Orders to U.S. factories declined in September, dragged by falling demand in the volatile aircraft category.
The Commerce Department said Tuesday that orders retreated 0.6 percent in September, after having plunged 10 percent in August, also due largely to plummeting demand for aircraft.
There are usually dramatic monthly swings in demand for aircraft, which before falling in September and August had soared by 315.6 percent in July. Excluding the volatile transportation sector, factory orders have been flat for the past two months.
Orders at aluminum, iron and steel mills rose in September, as did demand for furniture and motor vehicles. But those gains were offset, in part, by declining orders for construction machinery, electronics products and consumer goods.
Despite the decrease in orders, other manufacturing indicators point toward strengthening factories.

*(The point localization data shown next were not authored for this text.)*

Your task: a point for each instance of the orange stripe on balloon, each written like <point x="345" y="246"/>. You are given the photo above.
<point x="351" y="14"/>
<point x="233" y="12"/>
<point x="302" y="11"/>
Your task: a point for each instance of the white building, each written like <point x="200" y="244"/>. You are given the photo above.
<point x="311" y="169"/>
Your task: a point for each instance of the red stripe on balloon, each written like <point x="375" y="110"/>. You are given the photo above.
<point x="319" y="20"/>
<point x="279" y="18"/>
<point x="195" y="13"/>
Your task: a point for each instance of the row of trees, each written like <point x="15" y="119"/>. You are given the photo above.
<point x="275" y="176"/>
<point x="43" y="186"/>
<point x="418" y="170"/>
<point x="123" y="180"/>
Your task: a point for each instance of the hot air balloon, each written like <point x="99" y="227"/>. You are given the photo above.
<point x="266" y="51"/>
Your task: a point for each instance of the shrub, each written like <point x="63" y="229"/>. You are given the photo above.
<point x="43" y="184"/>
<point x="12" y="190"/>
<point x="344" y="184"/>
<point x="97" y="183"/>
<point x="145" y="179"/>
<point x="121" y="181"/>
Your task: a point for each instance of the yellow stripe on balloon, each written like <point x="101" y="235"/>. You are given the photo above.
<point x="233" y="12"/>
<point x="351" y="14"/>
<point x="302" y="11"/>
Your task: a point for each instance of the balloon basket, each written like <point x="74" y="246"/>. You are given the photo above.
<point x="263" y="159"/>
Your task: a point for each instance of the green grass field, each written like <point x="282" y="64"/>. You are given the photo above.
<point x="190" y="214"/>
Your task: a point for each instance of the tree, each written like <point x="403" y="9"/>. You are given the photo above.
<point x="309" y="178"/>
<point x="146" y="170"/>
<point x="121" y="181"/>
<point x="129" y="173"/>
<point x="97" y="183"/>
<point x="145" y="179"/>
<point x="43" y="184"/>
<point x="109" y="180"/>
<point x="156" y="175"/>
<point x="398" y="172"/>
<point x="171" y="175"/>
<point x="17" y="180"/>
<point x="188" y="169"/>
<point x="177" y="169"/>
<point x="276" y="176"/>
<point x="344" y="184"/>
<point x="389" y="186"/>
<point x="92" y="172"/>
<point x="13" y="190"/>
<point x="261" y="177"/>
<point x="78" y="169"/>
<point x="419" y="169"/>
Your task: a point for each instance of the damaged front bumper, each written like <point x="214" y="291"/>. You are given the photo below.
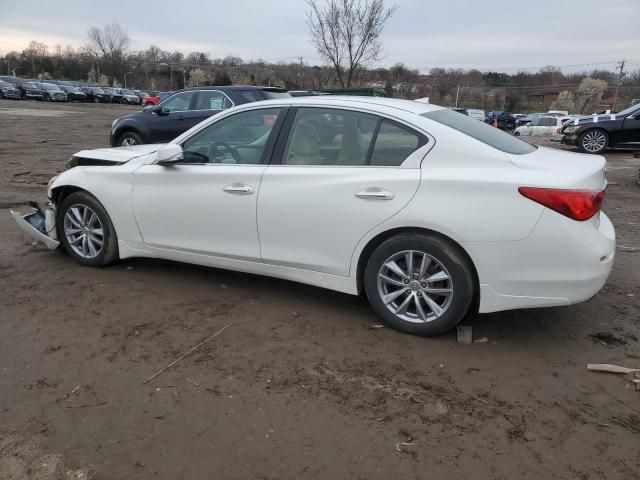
<point x="39" y="224"/>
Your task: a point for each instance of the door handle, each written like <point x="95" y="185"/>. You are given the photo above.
<point x="375" y="193"/>
<point x="238" y="188"/>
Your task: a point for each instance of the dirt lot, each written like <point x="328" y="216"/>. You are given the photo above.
<point x="299" y="387"/>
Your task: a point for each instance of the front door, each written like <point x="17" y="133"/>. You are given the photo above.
<point x="337" y="175"/>
<point x="173" y="120"/>
<point x="207" y="205"/>
<point x="630" y="132"/>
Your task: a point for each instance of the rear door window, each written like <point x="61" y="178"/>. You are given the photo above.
<point x="394" y="143"/>
<point x="322" y="136"/>
<point x="212" y="100"/>
<point x="178" y="103"/>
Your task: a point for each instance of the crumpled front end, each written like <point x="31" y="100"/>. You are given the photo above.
<point x="40" y="224"/>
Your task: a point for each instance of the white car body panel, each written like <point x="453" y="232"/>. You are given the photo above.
<point x="305" y="223"/>
<point x="194" y="213"/>
<point x="542" y="131"/>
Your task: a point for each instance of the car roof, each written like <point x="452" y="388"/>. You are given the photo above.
<point x="223" y="88"/>
<point x="378" y="103"/>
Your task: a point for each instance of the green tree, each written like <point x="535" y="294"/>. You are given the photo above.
<point x="197" y="78"/>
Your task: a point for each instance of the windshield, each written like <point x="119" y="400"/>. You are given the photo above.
<point x="630" y="110"/>
<point x="487" y="134"/>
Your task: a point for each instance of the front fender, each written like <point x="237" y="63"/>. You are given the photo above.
<point x="112" y="186"/>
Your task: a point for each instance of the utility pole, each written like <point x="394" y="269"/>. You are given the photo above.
<point x="300" y="81"/>
<point x="620" y="75"/>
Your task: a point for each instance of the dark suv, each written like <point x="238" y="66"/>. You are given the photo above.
<point x="183" y="110"/>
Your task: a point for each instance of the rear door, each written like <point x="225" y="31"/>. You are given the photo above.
<point x="630" y="132"/>
<point x="173" y="120"/>
<point x="336" y="174"/>
<point x="206" y="104"/>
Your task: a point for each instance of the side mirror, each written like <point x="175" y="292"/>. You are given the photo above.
<point x="170" y="154"/>
<point x="158" y="110"/>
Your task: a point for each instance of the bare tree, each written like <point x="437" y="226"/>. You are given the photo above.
<point x="346" y="33"/>
<point x="111" y="42"/>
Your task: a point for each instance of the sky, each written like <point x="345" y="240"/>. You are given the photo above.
<point x="485" y="34"/>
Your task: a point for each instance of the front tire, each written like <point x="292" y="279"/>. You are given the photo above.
<point x="128" y="139"/>
<point x="85" y="230"/>
<point x="593" y="141"/>
<point x="419" y="283"/>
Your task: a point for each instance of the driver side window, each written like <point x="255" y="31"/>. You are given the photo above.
<point x="178" y="103"/>
<point x="238" y="140"/>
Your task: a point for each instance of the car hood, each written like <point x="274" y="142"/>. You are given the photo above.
<point x="595" y="119"/>
<point x="119" y="154"/>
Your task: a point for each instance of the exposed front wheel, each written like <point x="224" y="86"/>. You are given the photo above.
<point x="85" y="230"/>
<point x="593" y="141"/>
<point x="128" y="139"/>
<point x="419" y="284"/>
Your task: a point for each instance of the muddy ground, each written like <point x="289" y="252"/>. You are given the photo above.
<point x="298" y="387"/>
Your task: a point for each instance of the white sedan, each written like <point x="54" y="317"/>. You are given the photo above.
<point x="432" y="214"/>
<point x="545" y="126"/>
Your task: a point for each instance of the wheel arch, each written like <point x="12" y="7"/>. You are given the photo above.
<point x="591" y="129"/>
<point x="129" y="128"/>
<point x="373" y="243"/>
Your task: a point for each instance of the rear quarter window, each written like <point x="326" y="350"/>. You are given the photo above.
<point x="481" y="131"/>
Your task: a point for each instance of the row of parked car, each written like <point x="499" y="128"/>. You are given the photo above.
<point x="64" y="91"/>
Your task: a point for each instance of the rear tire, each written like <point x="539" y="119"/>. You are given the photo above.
<point x="414" y="299"/>
<point x="129" y="139"/>
<point x="593" y="141"/>
<point x="85" y="230"/>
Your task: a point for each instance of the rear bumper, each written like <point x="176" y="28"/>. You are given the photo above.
<point x="569" y="140"/>
<point x="39" y="225"/>
<point x="562" y="262"/>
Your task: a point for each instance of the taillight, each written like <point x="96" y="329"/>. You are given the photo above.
<point x="576" y="204"/>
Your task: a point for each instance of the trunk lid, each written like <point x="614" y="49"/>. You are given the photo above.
<point x="119" y="154"/>
<point x="561" y="169"/>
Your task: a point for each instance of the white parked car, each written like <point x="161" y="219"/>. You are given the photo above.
<point x="546" y="126"/>
<point x="432" y="214"/>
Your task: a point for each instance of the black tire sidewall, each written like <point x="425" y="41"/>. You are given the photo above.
<point x="581" y="138"/>
<point x="134" y="135"/>
<point x="446" y="253"/>
<point x="109" y="251"/>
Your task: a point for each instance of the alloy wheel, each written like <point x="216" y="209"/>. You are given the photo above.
<point x="594" y="141"/>
<point x="415" y="286"/>
<point x="83" y="231"/>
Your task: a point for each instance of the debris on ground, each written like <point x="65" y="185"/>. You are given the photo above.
<point x="187" y="353"/>
<point x="465" y="334"/>
<point x="373" y="326"/>
<point x="608" y="368"/>
<point x="607" y="339"/>
<point x="399" y="446"/>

The Institute for Supply Management, a trade group of purchasing managers, reported Monday that its manufacturing index climbed to 59 in October from 56.6 in September. Any reading above 50 signals expansion. The gains match a three-year high previously reached in August and marks a solid rebound from a September decline.
The survey behind the index showed that orders, productivity and hiring each improved at a faster clip in October than the prior month.
Separately, the Federal Reserve reported last month that U.S. manufacturing output rose in September. Factory production rose 0.5 percent in September after falling 0.5 percent in August.
Furniture-making increased 2.4 percent in September, while aerospace products climbed 1.7 percent. Production of clothing, chemicals and computers also improved.
Factories have added 161,000 jobs over the past 12 months. The job gains have helped a solid streak of hiring that has pushed the unemployment rate down to 5.9 percent from 7.2 percent a year ago.
Stronger domestic demand for manufactured goods has offset what appears to be less demand from China and Europe, where an economic slowdown has caused the dollar to rise and make American-made products more expensive for foreign buyers.